Do you really know what you're selling?

Posted on:10. 05. 2010

By Cliff Findlay

Do you really? Well, obviously you know your own products or services, but do your customers? Over the years we have noticed two very distinctive (and incorrect) ways in which businesses take their offering to market and end up losing out on a lot of potential sales

1. Selling too many products or services:

Too often we meet companies that sell anything and everything just to get a buck. Their reasoning tends to be that ‘if we cover all bases we stand a better chance of attracting clients’ or ‘if they don’t buy this service maybe they’ll buy that one instead’. This is great in theory, but what it’s actually doing is placing your company up against other businesses that focus on being highly specialised in just or two services. So in the client’s mind, you’ve become the Jack of all trades compared to the competition, who are  clearly specialists in their field. Offering too many different services may also confuse the client and can put them off making a decision. In their minds not making a decision and looking elsewhere then becomes the best decision.

The Answer:

When was the last time you looked at your profit and loss and the time it takes you to win a client from a particular service? Is it worth getting rid of slow selling products/services and focus on increasing sales in areas that are already doing well and/or will provide you with the highest returns? Has your message become confusing or generic and are there too many ways of interacting with you? How much more money could you earn if you streamlined your offering and products and only won the type of business that would give you the best returns? And would this change the key message of your company and would it benefit your approach to market?

2. Selling features

There are still companies out there that believe that it is all about them. That if we tell you what services we offer, how jolly brilliant we are, how long we have been going, what our ethos is, what our team looks etc you will be sointerested in us you’ll simply have to call.

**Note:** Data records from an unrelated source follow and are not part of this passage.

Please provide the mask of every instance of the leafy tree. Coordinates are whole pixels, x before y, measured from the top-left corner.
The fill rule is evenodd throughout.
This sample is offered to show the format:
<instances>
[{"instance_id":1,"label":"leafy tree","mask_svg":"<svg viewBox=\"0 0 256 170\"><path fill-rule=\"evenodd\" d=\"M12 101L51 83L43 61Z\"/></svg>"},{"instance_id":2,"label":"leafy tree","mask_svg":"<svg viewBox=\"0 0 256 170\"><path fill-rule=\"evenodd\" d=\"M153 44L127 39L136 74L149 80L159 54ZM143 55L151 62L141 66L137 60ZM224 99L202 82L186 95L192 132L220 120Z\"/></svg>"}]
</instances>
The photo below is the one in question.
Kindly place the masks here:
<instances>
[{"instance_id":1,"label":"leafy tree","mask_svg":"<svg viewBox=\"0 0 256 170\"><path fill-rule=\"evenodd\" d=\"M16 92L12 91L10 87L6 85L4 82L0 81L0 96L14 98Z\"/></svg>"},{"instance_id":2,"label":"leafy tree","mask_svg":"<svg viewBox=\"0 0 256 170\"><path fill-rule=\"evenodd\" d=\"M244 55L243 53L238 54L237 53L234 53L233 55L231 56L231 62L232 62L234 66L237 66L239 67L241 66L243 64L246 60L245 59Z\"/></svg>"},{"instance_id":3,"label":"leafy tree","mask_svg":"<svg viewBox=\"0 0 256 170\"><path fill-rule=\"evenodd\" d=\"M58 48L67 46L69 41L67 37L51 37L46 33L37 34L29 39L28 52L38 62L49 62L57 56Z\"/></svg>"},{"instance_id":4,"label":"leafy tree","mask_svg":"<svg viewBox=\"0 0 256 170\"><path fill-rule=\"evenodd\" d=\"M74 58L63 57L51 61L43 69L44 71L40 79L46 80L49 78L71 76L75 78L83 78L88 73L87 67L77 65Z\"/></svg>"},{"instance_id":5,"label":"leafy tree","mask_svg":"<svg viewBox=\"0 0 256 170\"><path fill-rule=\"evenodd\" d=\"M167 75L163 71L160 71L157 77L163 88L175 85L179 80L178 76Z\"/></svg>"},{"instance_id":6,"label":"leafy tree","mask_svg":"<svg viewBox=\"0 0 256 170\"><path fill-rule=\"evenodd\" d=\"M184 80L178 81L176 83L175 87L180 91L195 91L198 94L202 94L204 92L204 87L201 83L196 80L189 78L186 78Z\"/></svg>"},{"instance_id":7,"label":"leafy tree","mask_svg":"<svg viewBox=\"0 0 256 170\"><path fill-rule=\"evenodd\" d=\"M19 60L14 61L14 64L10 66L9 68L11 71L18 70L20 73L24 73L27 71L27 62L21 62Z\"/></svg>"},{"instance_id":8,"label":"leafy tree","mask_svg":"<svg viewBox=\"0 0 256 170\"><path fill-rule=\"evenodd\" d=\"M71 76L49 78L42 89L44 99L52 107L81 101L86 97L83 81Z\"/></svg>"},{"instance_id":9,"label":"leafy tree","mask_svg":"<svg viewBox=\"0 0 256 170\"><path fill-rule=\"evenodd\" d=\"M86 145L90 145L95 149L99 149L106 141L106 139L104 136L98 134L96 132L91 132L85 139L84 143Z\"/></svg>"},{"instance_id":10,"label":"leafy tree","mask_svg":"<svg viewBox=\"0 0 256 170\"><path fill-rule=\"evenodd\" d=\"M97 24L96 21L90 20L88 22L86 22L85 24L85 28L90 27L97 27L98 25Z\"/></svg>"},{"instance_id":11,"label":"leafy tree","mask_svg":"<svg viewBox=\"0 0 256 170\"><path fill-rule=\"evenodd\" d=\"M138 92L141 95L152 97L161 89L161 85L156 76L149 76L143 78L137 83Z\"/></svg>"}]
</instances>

They still haven’t understood that as a potential client I really couldn’t care less about you. It’s all about me, what I want and what I need. There is a good time to tell me all about you – it’s when I ask.

The Answer:

Look at your messaging from the client’s point of view and consider their ‘pain’. Can you describe the actual benefits behind your products/services and tell me how your business provides the solution to my problem?  Could this potentially impact your sales team and how they sell? Could it revolutionise the way you talk to potential clients?